In June, Hutchinson attended the American Solar Energy Society convention in Phoenix, where he spoke with a number of different manufacturers of solar panels and panel racking systems about integrating helical piles into their systems. None have done so yet, he notes, but two have asked Cantsink of Atlanta to help them get started in this process of going green.

“It’s a wonderful fit for both the solar panel manufacturers and the environment.”


Cantsink of Atlanta was founded in 1988 as the only general contractor in the area specializing in foundation repair using helical piling. Since then, the company has helped thousands of satisfied customers solve their foundation problems, primarily using helical piles. Cantsink of Atlanta has built a reputation as a leading innovator in the foundation repair industry, having installed more than 1 million feet of helical piling—enough to stretch from Atlanta to Knoxville, Tennessee and beyond if laid end to end—in more than 10,000 area homes.

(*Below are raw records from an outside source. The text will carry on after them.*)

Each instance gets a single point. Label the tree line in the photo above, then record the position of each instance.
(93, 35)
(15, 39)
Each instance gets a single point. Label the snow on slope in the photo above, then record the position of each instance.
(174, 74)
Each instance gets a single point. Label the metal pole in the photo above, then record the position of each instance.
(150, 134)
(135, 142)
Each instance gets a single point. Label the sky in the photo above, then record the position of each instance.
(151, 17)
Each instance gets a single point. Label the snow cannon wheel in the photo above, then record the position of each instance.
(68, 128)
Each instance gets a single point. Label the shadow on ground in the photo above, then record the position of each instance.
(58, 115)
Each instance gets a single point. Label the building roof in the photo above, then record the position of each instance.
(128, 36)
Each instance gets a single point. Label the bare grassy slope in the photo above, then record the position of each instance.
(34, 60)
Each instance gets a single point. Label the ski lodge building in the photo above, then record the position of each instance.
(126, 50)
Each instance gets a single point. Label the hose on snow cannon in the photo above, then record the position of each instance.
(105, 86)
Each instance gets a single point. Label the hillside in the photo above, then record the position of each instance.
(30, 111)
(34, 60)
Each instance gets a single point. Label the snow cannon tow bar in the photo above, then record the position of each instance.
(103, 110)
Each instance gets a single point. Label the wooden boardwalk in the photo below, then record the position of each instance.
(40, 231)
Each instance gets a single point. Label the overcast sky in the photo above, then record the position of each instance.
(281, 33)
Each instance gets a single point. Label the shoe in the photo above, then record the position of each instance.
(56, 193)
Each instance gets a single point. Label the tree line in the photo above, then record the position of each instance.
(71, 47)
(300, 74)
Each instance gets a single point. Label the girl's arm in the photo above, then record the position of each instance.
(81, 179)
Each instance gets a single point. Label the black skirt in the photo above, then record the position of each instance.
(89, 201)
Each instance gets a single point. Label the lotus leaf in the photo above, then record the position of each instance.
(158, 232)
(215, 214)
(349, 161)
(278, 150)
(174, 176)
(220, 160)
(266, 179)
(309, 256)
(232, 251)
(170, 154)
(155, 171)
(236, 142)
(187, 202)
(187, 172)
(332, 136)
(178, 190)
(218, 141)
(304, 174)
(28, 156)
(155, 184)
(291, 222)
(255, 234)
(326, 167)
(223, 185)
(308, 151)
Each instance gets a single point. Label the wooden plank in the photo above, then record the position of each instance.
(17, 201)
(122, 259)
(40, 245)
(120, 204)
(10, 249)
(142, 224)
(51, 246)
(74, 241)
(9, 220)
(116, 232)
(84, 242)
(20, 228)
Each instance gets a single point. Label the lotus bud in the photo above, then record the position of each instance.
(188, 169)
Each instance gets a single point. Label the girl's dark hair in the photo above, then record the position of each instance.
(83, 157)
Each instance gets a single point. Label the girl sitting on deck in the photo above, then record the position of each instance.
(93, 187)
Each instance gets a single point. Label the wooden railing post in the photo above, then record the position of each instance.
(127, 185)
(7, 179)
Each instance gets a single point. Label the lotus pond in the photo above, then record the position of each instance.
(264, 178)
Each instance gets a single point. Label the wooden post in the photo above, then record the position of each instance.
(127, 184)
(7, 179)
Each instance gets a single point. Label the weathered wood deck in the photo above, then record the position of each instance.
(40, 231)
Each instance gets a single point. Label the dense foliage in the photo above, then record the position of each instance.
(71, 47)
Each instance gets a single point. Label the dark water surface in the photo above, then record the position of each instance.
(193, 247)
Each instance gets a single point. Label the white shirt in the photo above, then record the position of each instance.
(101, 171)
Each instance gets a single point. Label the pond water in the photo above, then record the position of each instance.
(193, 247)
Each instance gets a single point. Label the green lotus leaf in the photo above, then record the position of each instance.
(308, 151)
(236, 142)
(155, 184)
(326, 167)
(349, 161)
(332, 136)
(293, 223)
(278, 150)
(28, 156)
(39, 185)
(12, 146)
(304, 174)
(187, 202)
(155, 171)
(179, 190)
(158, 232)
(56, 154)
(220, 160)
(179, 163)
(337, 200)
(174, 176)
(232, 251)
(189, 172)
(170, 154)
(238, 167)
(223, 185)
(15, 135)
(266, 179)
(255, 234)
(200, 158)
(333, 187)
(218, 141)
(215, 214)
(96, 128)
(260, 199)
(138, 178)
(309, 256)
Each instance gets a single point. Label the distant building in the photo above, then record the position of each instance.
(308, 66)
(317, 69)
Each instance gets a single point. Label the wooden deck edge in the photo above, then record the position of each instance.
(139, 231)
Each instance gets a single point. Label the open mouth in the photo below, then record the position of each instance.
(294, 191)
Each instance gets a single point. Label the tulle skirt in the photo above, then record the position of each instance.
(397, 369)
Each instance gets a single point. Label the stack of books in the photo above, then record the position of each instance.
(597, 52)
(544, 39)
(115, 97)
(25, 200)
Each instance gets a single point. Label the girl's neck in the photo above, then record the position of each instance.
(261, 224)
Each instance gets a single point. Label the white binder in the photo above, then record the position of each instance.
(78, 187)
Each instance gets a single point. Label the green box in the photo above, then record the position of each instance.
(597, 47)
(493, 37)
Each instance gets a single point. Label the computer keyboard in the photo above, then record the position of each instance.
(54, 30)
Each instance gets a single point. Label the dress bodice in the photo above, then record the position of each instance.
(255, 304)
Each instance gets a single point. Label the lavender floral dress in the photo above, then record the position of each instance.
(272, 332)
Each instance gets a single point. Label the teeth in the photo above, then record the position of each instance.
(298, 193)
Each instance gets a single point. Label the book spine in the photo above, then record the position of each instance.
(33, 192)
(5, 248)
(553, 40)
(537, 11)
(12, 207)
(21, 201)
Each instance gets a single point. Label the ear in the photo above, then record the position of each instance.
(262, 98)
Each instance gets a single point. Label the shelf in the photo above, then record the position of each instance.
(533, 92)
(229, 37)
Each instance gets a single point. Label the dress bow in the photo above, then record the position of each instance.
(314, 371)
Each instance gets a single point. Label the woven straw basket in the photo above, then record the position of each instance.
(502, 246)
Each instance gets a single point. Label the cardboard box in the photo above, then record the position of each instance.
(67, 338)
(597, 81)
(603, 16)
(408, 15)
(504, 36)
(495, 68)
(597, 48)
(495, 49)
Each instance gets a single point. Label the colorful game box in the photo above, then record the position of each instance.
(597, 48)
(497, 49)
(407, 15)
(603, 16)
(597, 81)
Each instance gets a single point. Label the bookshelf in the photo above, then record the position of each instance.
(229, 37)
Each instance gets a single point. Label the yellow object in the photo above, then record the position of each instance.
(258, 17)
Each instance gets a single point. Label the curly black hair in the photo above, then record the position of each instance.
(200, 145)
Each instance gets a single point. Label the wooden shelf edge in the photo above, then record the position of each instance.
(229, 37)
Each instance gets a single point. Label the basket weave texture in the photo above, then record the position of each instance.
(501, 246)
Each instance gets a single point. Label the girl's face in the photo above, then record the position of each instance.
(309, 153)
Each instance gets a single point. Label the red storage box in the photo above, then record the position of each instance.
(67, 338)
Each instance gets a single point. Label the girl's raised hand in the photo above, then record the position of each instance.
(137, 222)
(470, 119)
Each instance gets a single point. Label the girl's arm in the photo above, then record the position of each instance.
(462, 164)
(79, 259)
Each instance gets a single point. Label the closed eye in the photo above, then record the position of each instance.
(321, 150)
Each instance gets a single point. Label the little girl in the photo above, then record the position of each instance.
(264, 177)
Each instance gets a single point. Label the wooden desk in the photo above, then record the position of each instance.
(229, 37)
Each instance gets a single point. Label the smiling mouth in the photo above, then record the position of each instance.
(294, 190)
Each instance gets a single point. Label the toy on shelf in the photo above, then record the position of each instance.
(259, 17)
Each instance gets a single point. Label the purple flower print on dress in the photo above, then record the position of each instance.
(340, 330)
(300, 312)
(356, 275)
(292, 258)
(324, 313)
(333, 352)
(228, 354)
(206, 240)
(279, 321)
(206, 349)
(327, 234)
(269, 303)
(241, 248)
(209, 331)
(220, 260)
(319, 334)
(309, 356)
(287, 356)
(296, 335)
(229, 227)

Cantsink, a building stability manufacturing plant, recently earned the approval and financial backing of the U.S. Department of Agriculture because of the company’s dedication to solar energy. and subsequently a Grant for Solar Power.

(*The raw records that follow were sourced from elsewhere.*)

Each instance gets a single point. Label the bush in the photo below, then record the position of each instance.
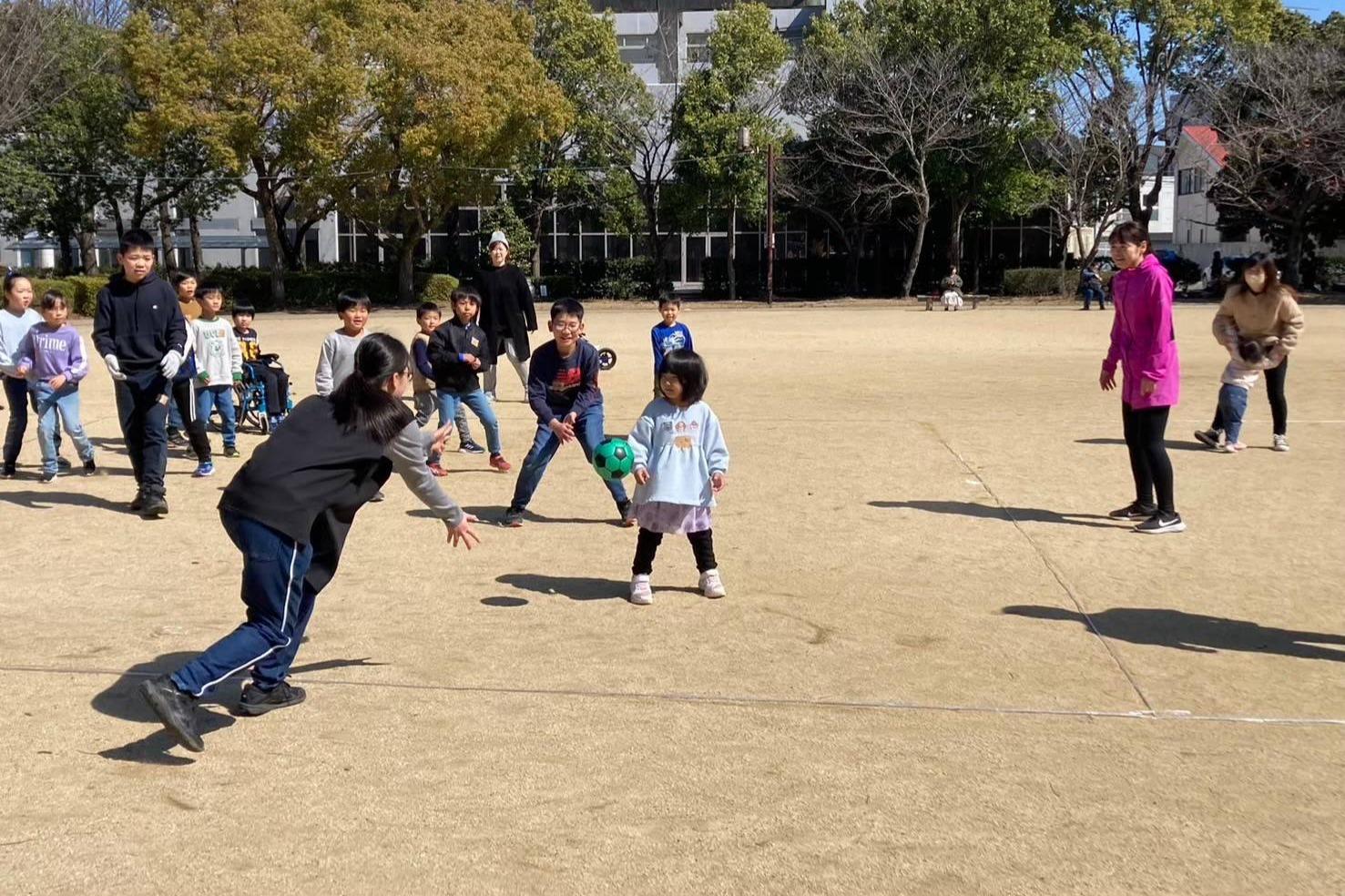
(1036, 281)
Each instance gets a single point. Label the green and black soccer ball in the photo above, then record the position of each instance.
(614, 459)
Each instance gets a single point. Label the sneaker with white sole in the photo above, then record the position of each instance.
(1209, 437)
(640, 591)
(1161, 524)
(710, 584)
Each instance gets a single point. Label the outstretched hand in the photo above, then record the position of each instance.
(463, 533)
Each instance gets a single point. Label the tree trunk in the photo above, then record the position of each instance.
(194, 224)
(733, 250)
(166, 239)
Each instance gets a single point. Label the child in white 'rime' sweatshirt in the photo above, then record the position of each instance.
(219, 365)
(679, 465)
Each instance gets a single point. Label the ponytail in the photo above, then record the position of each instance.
(362, 402)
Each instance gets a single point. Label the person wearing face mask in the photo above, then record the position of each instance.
(1258, 307)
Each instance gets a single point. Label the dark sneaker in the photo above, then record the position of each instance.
(175, 709)
(1134, 510)
(1209, 437)
(1161, 524)
(627, 510)
(154, 507)
(257, 701)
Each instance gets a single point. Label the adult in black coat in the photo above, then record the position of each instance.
(507, 313)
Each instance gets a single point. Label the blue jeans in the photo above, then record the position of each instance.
(1232, 408)
(56, 409)
(279, 600)
(589, 433)
(450, 406)
(220, 397)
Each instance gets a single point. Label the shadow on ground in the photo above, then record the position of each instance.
(993, 512)
(121, 700)
(1193, 633)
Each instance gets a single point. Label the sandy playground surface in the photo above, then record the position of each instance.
(899, 696)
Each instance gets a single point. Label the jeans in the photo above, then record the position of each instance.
(220, 397)
(64, 405)
(1232, 408)
(279, 600)
(1275, 392)
(589, 431)
(1149, 462)
(143, 408)
(514, 358)
(451, 406)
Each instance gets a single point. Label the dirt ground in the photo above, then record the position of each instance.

Cantsink, which has locations in Winder and Lilburn, switched to solar power last year. “We bought into solar,” said company president Pat Hutchinson.  “We’re trying to be as green as we can.”

The company produces steel helical piles, a foundation support that screws into the ground for the solar power panels and can be removed as needed. Unlike cement and other foundational supports, Hutchinson said the piles do not displace or pollute the soil they are placed in.

Cantsink has also developed a method for using the helical piles to support ground mounted solar panels, and uses a combination of ground and roof mounted panels at the Winder plant for increased solar power output.

Because of its conversion to solar power, Cantsink was eligible for funds through the USDA’s Rural Development Renewable Energy for America Program (REAP). In a ceremony, USDA State Director Donnie Thomas presented Hutchinson with a check for over $148,000 grant for solar power research and development.